Rasanya bel istirahat berbunyi lebih cepat hari ini. Atau mungkin, jam belajarnya terasa lebih pendek karena satu jam pertama dihabiskan dengan berdiri di lapangan? Yah, apa pun penyebabnya bukan masalah. Yang jadi masalah adalah ....
Bagaimana cara menghabiskan jam istirahat yang panjang tanpa komik One Piece? Masa aku harus baca diktat Akuntansi ini?
"Raka lagi ngapain?"
Lagi nggak mau diganggu.
"Waahh, Raka rajin banget, ya. Pas istirahat pun, baca buku pelajaran," puji Hilda yang sudah berdiri di dekat mejaku.
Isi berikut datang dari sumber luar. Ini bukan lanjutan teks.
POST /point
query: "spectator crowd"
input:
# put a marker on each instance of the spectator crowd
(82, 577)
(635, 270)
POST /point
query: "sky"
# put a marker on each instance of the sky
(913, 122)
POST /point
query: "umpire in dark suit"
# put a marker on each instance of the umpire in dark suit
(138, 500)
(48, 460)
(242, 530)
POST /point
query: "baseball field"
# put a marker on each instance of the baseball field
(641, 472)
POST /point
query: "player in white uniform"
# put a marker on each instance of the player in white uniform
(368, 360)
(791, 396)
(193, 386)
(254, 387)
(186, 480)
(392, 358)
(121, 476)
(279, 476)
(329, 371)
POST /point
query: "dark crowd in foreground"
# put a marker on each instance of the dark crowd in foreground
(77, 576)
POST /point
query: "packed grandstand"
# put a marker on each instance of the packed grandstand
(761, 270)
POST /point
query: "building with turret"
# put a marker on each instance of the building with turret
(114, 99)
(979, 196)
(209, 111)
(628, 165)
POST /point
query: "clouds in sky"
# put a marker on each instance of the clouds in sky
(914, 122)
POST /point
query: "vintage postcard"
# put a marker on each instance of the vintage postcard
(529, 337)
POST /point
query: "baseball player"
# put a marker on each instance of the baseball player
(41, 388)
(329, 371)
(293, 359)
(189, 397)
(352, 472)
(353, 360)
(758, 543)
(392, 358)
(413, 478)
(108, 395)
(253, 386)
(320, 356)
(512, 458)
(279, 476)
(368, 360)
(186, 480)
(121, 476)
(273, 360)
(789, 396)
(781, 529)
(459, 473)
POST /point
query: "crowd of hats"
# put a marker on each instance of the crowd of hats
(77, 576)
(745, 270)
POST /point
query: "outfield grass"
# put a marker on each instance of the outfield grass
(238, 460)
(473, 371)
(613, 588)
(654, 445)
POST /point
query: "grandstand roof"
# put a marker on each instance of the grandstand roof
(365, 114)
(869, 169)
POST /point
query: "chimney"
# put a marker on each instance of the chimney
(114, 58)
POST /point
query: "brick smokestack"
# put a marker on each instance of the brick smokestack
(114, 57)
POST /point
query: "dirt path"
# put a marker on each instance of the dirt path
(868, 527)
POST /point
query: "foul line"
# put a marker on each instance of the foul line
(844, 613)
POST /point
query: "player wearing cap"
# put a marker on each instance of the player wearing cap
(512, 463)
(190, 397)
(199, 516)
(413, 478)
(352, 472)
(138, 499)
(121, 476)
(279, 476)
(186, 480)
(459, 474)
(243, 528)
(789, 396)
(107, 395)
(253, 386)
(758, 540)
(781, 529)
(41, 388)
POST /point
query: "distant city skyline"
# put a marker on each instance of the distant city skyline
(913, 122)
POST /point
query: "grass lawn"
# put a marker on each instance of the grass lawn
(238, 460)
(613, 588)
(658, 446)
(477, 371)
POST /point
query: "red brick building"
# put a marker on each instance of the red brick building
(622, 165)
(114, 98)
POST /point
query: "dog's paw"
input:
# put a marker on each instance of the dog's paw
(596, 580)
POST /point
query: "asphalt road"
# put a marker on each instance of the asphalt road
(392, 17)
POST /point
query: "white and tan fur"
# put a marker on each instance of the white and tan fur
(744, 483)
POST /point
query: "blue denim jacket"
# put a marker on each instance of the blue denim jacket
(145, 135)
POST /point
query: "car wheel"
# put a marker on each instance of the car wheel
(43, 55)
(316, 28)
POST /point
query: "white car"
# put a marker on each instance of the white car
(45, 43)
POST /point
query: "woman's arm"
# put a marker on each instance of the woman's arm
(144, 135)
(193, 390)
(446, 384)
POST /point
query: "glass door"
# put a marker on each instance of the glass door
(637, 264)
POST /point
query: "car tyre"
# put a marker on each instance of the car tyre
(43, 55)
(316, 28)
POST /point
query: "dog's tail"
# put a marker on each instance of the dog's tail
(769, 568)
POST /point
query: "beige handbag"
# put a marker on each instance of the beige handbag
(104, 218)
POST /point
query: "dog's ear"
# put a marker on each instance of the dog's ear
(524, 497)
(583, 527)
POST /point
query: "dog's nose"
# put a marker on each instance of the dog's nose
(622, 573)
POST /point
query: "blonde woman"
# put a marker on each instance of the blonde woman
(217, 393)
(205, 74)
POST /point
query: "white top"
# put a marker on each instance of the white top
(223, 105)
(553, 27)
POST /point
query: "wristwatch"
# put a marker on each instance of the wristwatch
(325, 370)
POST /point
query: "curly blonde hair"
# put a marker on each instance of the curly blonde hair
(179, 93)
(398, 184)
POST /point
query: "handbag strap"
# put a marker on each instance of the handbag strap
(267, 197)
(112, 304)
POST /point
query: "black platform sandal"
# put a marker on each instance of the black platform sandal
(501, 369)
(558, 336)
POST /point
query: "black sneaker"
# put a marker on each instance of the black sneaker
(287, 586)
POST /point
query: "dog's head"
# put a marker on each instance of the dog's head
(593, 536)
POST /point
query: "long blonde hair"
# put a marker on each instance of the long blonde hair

Diktat Akuntansi spontan kututup. Lebih baik bengong karena nggak ngapa-ngapain daripada dibilang sok rajin. Sudah terlalu banyak predikat 'sok' yang kusandang gara-gara susah membaur dan beradaptasi. Sok keren, sok cool, sok kaya, sok jaim, sok eksklusif, dan sok-sok lainnya.
Bagaimana aku tahu semua predikat itu? Tuyul penunggu pohon randu di depan kelas yang ngasih tahu.
Aku nggak sedang bercanda, lho. Hal-hal gaib sudah jadi makanan sehari-hari di keluarga besarku. Semua anggota keluargaku berprofesi sampingan sebagai praktisi supernatural. Jadi berteman dan bergosip dengan lelembut itu hal biasa bagi kami.
"Kamu nggak ke kantin?" tanyaku setengah mengusir.
Hilda juga baru mengusir murid yang duduk di depanku. "Kenapa? Raka mau ke kantin bareng aku?" tanyanya sambil menduduki bangku milik murid yang terusir.
Tahan ... tahan ... jangan muter bola mata. Itu nggak sopan. "Biasanya kamu kan istirahat di kantin bareng temen-temenmu dari kelas lain. Jangan bikin mereka nunggu."
"Iiihh, Raka baik banget, deh, sampai mikirin temen-temen satu gengku. Tapi mereka nggak nunggu, kok. Aku udah bilang kalau mau di kelas nemenin Raka."
Spontan kusemburkan kata berawalan huruf J keras-keras ... tapi cuma dalam hati. Kalau aku tetap di kelas, Nyi Blorong satu ini pasti ngoceh ngalor ngidul lagi seputar kekayaan ortunya.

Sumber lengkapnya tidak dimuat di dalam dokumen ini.